As artificial intelligence rapidly advances to fuel humanity’s aspirations, computing power has had to grow as well. Clusters of thousands of GPUs are emerging everywhere, powered by high-throughput, low-latency networks and deep learning models. NVIDIA’s DGX SuperPOD™ provides a reference architecture for data center architecture for AI that supports high-performance needs.
This fast-growing segment prompts deep contemplation among AI architects. With a high-performance architecture like SuperPOD™, NVIDIA came up with Magnum IO GPUDirect® Storage which allows for a direct data path between GPU and local or remote NVMe/NVMe-oF storage.
One of the most important questions is this: What kind of storage devices can keep AI accelerators (GPUs, CPUs, and others) and network devices running at full capacity without idle time?
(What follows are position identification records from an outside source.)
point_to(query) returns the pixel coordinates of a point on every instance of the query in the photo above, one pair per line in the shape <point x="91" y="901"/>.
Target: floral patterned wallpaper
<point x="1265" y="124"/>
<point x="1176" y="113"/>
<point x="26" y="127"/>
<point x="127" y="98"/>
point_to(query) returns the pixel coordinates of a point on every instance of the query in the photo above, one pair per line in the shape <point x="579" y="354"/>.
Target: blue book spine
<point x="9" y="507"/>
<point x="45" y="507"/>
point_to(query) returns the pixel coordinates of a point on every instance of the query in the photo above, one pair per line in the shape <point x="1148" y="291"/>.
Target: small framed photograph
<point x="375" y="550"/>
Table 1 summarizes each phase of the AI project cycle and their respective I/O characteristics and consequent storage requirements.
AI Phase | I/O Characteristics | Storage Requirements | Impact |
---|---|---|---|
Data ingestion and preparation | Reading data randomly; writing preprocessed items sequentially | Low latency for small random reads; high sequential write throughput | Optimized storage means the pipeline can offer more data for training, which leads to more accurate models |
Model development (training) | Random data reads | Scalability in multi-job performance and capacity; optimized random reads; high sequential write performance for checkpointing | Optimized storage improves utilization of expensive training resources (GPU, TPU, CPU) |
Model deployment (inference) | Mixed random reads and writes | Self-healing capabilities to handle component failures; non-disruptive expansion and upgrades; same features as training stage if the model undergoes ongoing fine-tuning |
Business requires high availability, serviceability, and reliability |
Table 1. I/O characteristics and consequent storage requirements of AI project cycle phases
Recognizing the importance of storage to AI and increasing sizes of the datasets, NVIDIA is driving several initiatives to accelerate storage performance and capacity scaling. This section will describe these initiatives and the impact they have on storage requirements.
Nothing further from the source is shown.